The scientists’ analyses of the neurons in those mice revealed clear defects, said Goldstein. “What we saw quite early in the life of those animals — well before any plaque deposition — were obvious axonal defects,” said Goldstein. “We saw large swellings in their axons. And when we looked at those swellings using electron microscopy and biochemical markers, they looked just like the axonal transport blockages we saw in fruit flies.” Detailed studies of the neurons revealed what Goldstein termed a “traffic jam” of transport-related proteins, organelles and sac-like vesicles that are the cargo-carriers for cellular proteins.
Goldstein and his colleagues also examined brain sections taken at autopsy from humans with different stages of Alzheimer’s disease. They detected the same kinds of swelling in those samples that they had seen in the mice. “This was a small, initial neuropathological study, but we believe that it is significant,” said Goldstein. “We found in the early cases a very strong, statistically meaningful swelling in the neurons.”
The researchers tested whether they could enhance the pathology they observed in the mice and humans by reducing the levels of a key transport protein, kinesin-1, the cell’s principal molecular motor for transporting proteins. “We made a modest reduction in the level of a motor protein called kinesin-1 in the mice, and we got a considerable increase in plaque production and plaque deposition,” said Goldstein. “This makes it clear there is some mechanistic connection between the transport deficit and plaque deposition.
“So, our hypothesis is that in familial Alzheimer’s disease — or in disorders such as Down syndrome where beta-APP is overexpressed — those defects cause early failure in cellular transport,” he said. “And those failures then stimulate further production of A-beta peptide, which may further poison the machinery.”

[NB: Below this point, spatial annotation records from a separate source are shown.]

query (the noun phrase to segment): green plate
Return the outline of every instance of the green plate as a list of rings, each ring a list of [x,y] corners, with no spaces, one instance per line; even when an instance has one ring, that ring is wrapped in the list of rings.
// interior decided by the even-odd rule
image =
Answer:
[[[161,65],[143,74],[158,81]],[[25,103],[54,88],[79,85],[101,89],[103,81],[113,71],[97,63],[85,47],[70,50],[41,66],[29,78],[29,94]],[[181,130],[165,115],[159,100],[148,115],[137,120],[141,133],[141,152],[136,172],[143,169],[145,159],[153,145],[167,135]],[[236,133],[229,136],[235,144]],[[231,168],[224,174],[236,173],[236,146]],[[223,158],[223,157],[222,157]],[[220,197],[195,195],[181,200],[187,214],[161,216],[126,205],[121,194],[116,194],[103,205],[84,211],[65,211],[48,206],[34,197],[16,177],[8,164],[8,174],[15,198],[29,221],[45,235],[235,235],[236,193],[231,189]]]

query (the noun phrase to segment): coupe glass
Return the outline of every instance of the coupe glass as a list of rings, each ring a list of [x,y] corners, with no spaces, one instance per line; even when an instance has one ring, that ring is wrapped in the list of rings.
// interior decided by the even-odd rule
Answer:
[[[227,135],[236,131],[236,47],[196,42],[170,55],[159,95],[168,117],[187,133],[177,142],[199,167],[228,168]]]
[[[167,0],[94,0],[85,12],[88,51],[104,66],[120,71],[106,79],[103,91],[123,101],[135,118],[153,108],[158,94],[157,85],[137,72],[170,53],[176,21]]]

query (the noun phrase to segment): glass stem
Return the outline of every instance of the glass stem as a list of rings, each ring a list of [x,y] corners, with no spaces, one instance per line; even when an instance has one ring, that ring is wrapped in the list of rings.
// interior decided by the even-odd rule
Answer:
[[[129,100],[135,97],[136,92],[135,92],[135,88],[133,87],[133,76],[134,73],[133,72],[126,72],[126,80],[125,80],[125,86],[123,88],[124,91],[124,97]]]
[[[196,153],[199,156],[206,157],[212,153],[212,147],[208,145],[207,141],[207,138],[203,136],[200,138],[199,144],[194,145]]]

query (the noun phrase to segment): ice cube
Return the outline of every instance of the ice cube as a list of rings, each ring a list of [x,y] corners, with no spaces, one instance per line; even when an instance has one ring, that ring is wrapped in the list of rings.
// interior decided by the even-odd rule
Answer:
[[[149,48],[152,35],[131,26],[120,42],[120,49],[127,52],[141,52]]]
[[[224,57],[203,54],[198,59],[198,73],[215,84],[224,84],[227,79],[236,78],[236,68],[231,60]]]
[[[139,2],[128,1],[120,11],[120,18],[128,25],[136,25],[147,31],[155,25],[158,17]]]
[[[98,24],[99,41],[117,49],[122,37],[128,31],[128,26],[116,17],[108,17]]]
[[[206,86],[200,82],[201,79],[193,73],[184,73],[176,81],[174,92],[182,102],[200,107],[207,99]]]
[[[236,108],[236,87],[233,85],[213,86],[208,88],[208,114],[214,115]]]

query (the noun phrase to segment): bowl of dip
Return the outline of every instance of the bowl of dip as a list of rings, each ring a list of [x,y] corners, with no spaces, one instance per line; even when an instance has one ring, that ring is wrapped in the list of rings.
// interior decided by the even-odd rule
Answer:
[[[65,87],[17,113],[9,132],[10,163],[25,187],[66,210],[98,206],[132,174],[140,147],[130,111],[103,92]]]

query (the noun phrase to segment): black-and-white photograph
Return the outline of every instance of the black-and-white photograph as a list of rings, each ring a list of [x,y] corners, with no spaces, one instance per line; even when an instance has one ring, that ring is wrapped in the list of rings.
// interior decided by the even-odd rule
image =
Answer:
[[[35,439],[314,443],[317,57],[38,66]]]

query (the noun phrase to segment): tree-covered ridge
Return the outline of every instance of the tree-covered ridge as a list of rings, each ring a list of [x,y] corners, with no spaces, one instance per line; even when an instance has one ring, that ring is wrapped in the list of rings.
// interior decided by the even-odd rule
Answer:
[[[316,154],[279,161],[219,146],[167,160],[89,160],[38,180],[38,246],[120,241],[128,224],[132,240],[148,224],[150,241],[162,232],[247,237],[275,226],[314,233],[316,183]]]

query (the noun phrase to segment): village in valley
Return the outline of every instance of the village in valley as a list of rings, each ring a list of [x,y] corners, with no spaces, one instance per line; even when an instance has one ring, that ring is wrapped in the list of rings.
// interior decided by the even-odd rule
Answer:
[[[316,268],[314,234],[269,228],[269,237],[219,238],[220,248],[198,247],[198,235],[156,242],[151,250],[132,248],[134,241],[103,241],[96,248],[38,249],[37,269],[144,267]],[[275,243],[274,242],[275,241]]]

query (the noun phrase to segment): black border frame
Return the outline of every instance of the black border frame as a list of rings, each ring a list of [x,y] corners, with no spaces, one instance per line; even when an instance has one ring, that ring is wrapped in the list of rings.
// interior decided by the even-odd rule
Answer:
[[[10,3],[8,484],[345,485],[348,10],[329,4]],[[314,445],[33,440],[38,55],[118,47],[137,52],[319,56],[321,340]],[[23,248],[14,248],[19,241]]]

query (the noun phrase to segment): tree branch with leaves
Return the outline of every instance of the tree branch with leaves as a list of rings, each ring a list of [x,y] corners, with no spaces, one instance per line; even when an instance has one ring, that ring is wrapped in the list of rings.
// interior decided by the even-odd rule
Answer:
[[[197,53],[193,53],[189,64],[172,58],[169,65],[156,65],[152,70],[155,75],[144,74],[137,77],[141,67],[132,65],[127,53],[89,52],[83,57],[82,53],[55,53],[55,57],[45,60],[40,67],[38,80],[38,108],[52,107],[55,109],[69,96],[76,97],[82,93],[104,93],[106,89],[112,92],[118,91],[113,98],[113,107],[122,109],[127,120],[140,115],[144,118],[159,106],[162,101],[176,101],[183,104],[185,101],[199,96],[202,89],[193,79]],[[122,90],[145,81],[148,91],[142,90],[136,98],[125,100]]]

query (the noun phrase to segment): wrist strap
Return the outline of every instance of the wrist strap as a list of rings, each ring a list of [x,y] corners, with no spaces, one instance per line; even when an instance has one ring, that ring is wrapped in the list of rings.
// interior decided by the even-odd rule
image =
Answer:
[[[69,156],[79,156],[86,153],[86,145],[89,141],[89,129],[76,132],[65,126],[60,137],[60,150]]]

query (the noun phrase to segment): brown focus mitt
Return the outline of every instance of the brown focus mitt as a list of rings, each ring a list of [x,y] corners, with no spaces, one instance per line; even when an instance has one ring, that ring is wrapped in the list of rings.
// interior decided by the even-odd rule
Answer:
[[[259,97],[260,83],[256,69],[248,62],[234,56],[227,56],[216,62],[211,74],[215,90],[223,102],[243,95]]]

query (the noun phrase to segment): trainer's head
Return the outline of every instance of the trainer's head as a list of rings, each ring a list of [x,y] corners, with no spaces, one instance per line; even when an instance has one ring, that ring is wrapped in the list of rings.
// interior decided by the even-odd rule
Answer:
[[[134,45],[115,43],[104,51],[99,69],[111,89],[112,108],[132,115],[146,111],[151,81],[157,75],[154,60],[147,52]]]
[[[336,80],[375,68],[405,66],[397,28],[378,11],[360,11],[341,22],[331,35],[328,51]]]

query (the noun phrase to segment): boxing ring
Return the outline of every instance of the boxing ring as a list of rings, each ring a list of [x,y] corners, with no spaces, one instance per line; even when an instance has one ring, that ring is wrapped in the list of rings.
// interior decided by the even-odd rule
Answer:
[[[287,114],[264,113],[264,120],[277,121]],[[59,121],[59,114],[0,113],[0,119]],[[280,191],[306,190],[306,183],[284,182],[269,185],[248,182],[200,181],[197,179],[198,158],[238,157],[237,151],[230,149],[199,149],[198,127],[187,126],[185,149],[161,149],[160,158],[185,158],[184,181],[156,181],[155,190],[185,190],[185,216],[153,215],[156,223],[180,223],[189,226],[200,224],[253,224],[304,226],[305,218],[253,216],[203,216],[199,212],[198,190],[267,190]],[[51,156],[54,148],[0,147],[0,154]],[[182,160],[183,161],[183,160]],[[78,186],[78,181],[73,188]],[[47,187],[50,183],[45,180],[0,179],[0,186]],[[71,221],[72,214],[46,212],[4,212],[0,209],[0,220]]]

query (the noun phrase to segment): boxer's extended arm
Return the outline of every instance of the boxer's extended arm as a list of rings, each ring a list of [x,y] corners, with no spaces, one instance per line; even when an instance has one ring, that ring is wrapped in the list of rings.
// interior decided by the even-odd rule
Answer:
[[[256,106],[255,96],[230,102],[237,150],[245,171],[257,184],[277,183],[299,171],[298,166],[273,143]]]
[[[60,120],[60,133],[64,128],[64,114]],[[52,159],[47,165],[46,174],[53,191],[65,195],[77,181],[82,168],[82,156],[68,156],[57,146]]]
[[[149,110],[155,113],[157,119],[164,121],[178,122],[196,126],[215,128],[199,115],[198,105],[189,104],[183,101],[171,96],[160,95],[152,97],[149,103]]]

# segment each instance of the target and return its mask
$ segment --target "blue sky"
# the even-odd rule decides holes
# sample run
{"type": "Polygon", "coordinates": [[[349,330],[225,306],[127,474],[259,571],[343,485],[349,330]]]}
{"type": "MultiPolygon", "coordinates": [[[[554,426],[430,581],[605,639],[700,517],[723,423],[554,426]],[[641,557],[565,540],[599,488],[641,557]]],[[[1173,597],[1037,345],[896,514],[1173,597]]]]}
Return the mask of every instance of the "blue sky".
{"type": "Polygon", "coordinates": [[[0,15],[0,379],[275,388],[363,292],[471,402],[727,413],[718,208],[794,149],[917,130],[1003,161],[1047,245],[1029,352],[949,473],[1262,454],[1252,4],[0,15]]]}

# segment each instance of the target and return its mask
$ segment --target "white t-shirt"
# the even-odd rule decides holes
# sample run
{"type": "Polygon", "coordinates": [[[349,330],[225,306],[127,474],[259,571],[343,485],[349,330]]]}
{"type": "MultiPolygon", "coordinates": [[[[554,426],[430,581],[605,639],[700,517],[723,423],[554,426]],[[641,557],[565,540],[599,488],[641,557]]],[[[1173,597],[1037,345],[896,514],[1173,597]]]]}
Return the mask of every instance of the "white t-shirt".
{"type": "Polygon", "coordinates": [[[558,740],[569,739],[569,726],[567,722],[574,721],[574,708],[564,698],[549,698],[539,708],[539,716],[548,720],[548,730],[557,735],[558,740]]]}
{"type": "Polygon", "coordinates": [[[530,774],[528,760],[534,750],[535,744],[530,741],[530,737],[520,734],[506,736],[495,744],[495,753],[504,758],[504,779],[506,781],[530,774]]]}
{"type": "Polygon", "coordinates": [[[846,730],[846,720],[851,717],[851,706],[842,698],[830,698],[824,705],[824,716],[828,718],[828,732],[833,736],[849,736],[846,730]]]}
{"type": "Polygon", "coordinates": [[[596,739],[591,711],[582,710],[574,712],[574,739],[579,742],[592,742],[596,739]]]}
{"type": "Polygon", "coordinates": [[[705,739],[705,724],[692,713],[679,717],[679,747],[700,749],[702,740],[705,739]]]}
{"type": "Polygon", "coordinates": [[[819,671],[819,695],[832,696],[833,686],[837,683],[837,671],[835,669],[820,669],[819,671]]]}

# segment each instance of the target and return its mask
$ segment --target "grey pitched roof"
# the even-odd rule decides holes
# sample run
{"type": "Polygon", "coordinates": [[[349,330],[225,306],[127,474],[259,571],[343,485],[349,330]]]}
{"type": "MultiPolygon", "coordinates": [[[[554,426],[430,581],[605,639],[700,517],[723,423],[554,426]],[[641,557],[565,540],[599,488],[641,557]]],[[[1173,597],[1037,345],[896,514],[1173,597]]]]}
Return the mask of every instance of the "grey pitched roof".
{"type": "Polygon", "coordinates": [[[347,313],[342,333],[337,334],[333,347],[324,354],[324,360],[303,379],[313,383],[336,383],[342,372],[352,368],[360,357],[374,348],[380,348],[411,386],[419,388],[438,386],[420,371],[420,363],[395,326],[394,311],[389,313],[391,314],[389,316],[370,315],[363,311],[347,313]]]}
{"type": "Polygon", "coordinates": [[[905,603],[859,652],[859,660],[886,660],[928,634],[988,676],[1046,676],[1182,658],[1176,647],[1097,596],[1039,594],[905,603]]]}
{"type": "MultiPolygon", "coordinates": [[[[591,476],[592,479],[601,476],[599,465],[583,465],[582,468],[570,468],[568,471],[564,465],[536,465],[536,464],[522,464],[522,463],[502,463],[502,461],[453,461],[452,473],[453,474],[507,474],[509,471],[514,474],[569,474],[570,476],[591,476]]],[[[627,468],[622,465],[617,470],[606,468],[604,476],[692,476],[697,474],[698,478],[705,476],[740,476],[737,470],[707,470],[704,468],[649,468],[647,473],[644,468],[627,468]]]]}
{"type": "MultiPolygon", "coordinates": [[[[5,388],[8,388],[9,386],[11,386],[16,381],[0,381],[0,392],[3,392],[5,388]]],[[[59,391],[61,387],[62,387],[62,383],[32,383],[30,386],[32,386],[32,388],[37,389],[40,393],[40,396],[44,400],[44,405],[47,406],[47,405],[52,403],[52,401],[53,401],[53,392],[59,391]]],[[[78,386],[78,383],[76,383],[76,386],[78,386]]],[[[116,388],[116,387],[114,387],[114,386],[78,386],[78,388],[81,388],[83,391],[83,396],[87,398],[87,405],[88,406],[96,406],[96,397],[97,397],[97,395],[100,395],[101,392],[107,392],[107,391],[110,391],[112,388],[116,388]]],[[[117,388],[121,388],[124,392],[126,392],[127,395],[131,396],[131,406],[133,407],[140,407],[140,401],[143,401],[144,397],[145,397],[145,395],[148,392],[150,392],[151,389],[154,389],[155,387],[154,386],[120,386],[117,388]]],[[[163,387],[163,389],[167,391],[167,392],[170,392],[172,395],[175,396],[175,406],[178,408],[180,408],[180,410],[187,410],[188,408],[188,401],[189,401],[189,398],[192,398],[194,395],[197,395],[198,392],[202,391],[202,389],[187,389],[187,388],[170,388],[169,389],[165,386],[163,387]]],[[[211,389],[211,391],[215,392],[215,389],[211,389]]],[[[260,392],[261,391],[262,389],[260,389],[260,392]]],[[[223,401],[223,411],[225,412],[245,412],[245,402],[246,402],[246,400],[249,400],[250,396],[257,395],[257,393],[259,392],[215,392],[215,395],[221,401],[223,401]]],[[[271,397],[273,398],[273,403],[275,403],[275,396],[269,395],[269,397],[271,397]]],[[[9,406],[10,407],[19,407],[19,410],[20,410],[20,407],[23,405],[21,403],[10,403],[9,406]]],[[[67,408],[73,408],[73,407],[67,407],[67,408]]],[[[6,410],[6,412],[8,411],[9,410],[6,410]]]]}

Goldstein theorized that Alzheimer’s disease might develop spontaneously in people without an overt genetic defect, as the transport machinery in their neurons breaks down with age. “A person could have a predisposition to the disease, or it could just be that as time progresses, one person could by chance accumulate these blockages more than another,” said Goldstein. “And randomly, some people would accumulate more than others, enough to cross a critical threshold and tip the scale toward disease.”
Goldstein emphasized that any application of these findings to potential diagnostic tests or new therapies remains speculative at this time. “However, if tracers could be developed that would reflect transport function, there could be imaging methods that might be helpful for diagnosis,” he said. “And, if these findings continue to hold for humans, the transport machinery could be a target for drugs to preserve that machinery.”
The researchers plan to continue their exploration of the transport machinery’s involvement in Alzheimer’s pathology by using human embryonic stem cells to differentiate into neurons in culture. Their goal is to alter those neurons genetically by introducing mutations know to cause Alzheimer’s disease in people, to then test for transport defects, and then study whether those defects produce pathology similar to that seen in Alzheimer’s. One of the questions they will also ask is whether amyloid plaques poison the transport machinery. If the experiments do, indeed, confirm the predictions of the transport hypothesis, then neuronal cultures could prove valuable in testing diagnostic and therapeutic approaches, said Goldstein.
The researchers are also analyzing more brain tissue samples from humans with Alzheimer’s disease, to confirm their findings of the early transport defects and their effects on neuronal death.